Last Saturday, at the AWS Community Day Brasília, I ran a workshop that combined two things I'm passionate about: open source contribution and AI-powered productivity.

The goal was simple and ambitious: take a real project, understand the codebase, select a viable issue, and submit a legitimate Pull Request — all live, using Kiro as my right hand.

The project I chose was ScanAPI (scanapi.dev) — the first Brazilian project to receive GitHub sponsorship. Created by Camila Maia, it's a Python tool for chained API testing via YAML. It runs on CLI, integrates into CI/CD pipelines, automatically redacts sensitive data, and generates visual reports. A serious project with worldwide contributors.

I started by asking Kiro to analyze open issues. It brought 3 candidates. Issue 957 (replace a deprecated library) looked perfect — but when we checked GitHub, we found a PR had been open for 3 weeks, just awaiting review. Issue 901 too. This was the real-world scenario: your first pick doesn't always work. I had to refine the request: "find open issues with no PR and no assignee."

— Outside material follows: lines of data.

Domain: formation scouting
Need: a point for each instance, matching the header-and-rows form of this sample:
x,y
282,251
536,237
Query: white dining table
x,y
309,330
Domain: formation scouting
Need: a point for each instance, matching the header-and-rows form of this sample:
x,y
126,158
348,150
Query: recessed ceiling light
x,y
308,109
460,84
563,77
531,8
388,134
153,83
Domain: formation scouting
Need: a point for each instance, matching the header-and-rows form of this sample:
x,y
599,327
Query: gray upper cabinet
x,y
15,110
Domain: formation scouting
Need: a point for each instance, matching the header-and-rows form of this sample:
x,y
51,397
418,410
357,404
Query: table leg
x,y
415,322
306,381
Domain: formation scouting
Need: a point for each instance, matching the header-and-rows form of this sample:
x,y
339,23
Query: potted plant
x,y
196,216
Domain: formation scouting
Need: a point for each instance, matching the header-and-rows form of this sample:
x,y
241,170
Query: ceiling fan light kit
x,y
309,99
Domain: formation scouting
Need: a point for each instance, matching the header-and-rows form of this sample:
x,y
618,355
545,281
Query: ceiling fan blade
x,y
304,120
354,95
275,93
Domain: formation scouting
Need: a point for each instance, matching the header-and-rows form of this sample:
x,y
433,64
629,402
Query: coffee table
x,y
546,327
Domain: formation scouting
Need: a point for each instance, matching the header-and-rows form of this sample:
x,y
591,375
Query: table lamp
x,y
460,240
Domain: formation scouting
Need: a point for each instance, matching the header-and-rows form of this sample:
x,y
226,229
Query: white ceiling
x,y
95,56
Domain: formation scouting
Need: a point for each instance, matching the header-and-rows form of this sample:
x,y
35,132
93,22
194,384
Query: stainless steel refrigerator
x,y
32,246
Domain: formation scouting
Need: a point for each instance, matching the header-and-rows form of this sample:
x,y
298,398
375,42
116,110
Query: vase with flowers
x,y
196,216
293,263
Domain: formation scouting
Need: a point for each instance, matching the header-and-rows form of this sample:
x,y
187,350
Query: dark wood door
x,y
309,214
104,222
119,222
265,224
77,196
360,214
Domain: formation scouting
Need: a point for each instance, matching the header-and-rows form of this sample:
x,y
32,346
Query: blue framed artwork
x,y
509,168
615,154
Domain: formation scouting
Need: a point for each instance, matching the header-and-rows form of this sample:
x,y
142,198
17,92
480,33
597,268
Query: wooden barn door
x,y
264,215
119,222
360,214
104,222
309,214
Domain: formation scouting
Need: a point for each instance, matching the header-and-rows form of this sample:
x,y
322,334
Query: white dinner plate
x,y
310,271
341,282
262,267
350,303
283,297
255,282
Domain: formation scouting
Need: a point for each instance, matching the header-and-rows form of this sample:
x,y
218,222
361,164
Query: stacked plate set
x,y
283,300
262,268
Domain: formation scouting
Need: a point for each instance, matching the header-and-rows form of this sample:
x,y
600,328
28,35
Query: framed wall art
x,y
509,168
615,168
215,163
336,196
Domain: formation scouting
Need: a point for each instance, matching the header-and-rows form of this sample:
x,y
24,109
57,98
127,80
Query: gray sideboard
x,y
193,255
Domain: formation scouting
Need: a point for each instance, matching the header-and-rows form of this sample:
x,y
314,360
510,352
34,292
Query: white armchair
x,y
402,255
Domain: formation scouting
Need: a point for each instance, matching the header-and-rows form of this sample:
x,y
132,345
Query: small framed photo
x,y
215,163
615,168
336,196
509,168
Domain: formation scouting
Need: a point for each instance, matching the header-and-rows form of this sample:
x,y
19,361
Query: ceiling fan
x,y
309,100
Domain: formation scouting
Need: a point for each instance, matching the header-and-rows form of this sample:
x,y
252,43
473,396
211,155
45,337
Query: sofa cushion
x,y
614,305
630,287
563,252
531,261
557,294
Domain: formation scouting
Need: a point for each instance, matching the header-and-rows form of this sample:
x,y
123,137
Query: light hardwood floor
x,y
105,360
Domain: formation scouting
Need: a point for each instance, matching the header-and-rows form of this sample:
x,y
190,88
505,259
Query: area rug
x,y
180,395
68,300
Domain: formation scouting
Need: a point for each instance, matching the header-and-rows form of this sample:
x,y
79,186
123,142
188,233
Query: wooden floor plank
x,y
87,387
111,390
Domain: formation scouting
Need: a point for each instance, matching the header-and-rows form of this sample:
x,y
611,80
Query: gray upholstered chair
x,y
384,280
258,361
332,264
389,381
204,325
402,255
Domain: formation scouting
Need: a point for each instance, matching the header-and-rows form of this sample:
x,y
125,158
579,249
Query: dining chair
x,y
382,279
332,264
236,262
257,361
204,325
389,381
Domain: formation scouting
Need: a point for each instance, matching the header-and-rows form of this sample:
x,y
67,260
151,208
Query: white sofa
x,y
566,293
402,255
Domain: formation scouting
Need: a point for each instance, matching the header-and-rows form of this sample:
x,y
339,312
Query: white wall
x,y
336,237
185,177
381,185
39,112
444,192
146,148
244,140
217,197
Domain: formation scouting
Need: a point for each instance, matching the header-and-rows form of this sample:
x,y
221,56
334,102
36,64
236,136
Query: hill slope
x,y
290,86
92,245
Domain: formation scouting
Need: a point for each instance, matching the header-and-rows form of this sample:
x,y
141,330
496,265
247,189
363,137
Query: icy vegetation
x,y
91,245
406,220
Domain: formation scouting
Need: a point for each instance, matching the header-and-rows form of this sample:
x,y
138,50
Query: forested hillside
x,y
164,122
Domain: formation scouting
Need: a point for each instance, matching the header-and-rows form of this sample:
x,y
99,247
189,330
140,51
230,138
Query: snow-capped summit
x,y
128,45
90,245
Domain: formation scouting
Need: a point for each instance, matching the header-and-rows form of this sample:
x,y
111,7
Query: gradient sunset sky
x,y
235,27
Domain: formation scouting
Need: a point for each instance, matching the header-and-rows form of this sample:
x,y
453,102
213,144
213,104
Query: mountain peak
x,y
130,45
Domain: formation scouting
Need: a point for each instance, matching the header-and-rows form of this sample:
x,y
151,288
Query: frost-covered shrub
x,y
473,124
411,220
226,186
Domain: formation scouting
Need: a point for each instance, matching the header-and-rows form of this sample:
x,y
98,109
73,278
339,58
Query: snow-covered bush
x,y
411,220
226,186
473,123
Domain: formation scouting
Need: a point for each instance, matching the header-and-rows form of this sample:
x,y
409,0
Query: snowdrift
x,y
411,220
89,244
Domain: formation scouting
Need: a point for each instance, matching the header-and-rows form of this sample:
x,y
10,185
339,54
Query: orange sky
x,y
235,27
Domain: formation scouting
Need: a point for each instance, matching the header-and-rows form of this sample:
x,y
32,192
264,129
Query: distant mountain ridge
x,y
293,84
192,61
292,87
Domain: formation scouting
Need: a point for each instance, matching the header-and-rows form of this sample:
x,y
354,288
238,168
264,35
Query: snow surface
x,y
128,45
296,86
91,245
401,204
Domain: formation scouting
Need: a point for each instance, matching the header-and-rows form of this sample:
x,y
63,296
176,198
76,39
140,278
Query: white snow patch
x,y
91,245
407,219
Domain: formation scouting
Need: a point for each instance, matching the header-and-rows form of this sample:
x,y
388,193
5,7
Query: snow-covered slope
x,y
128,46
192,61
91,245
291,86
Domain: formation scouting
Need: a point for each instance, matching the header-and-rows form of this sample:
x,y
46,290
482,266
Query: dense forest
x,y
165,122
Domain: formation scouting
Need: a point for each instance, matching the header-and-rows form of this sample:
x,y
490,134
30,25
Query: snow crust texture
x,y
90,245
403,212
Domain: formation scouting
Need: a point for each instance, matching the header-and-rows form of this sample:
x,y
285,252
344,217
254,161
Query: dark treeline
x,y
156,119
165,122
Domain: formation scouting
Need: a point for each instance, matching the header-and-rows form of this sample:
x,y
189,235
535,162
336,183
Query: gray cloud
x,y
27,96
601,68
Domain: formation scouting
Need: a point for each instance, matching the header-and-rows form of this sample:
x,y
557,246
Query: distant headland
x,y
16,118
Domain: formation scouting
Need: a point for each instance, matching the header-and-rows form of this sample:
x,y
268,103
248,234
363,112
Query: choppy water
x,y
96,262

That's when it found issue 916 — a Docker Hub Image Hash Dependency Check bug. Commit 392 had introduced hash validation in the Dockerfile for security (OpenSSF Scorecard, a Linux Foundation project), but in release 2.13, PIP and SetupTools became outdated, breaking the build. The temporary fix was removing hashes and publishing manually. The project was left vulnerable.